В 1943 году кинооператор запечатлел эту картину. Впоследствии его кадры вошли в киноэпопею «Неизвестная война»: дети, закутанные в платки, озябшими руками выводят буквы в тетрадках. Ветер, врываясь в разбитые окна, теребит страницы. Поражает выражение лиц детей и то, с каким сосредоточенным вниманием они слушают учителя.

В подвале на заводе «Лазурь» наша учительница Полина Тихоновна летом 1943 года предложила нам: «Дети! Давайте собирать кирпичи для восстановления нашей школы». Трудно передать, с какой радостью мы бросились выполнять эту её просьбу.

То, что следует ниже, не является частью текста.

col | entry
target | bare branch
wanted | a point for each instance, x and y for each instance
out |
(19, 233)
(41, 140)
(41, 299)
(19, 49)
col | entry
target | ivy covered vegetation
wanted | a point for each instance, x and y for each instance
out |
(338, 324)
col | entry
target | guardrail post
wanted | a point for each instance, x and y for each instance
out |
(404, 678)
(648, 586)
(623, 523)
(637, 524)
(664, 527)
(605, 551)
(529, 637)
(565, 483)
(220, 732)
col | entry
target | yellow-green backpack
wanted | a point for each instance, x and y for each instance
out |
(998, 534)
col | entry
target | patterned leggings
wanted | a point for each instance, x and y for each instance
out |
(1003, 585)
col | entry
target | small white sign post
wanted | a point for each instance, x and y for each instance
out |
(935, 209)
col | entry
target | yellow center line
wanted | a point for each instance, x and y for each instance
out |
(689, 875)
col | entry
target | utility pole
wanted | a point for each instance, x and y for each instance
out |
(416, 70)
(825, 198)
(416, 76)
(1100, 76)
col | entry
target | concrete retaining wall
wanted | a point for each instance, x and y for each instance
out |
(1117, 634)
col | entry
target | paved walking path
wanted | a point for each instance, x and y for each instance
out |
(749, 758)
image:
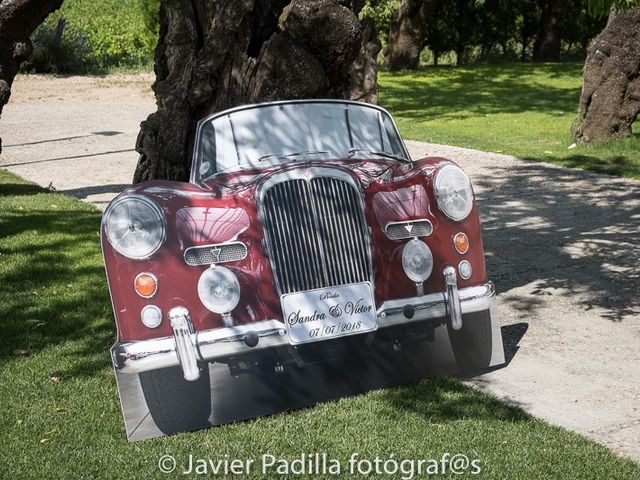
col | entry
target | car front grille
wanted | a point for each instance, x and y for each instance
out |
(316, 233)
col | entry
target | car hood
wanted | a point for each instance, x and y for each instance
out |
(365, 170)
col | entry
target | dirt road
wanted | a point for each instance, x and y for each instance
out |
(563, 247)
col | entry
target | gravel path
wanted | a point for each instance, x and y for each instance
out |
(563, 247)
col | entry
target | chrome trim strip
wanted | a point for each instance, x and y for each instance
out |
(185, 348)
(220, 343)
(452, 296)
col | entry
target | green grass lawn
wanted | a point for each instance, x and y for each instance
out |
(60, 410)
(518, 109)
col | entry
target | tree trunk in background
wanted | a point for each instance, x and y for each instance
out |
(213, 55)
(406, 34)
(364, 71)
(18, 20)
(610, 99)
(547, 46)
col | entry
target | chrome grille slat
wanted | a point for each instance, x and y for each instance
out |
(316, 233)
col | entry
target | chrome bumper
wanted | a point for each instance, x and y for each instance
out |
(187, 347)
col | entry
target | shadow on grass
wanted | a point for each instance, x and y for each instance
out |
(570, 233)
(477, 91)
(444, 399)
(53, 291)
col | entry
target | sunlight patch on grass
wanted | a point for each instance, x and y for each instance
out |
(517, 109)
(61, 415)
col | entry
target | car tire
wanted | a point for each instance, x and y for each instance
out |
(472, 344)
(175, 404)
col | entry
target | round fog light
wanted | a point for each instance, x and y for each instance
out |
(417, 260)
(151, 316)
(219, 289)
(464, 269)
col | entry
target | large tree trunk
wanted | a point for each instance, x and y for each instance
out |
(406, 34)
(547, 46)
(217, 54)
(18, 20)
(364, 71)
(610, 99)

Мы собирали в руинах пригодные кирпичи и складывали их в штабели около своей разбитой альма-матер. Ее построили перед войной, она тогда казалась нам дворцом среди наших деревянных домиков. В июне 1943-го появились каменщики, арматурщики. С барж рабочие сгружали кирпичи, мешки с цементом. Это были подарки разрушенному Сталинграду. Началось восстановление и нашей школы.

В октябре 1943 года мы пришли в первые, отремонтированные классы. Во время уроков слышали стук молотков – в других помещениях продолжались восстановительные работы.

Летом 1943 года, по ночам, я видела, как мимо нашего дома с тракторного завода шли танки, на борту каждого из них белой краской было написано: «Ответ Сталинграда». Эти слова «Ответ Сталинграда» мне хотелось написать мелом и на стене нашей восстановленной школы.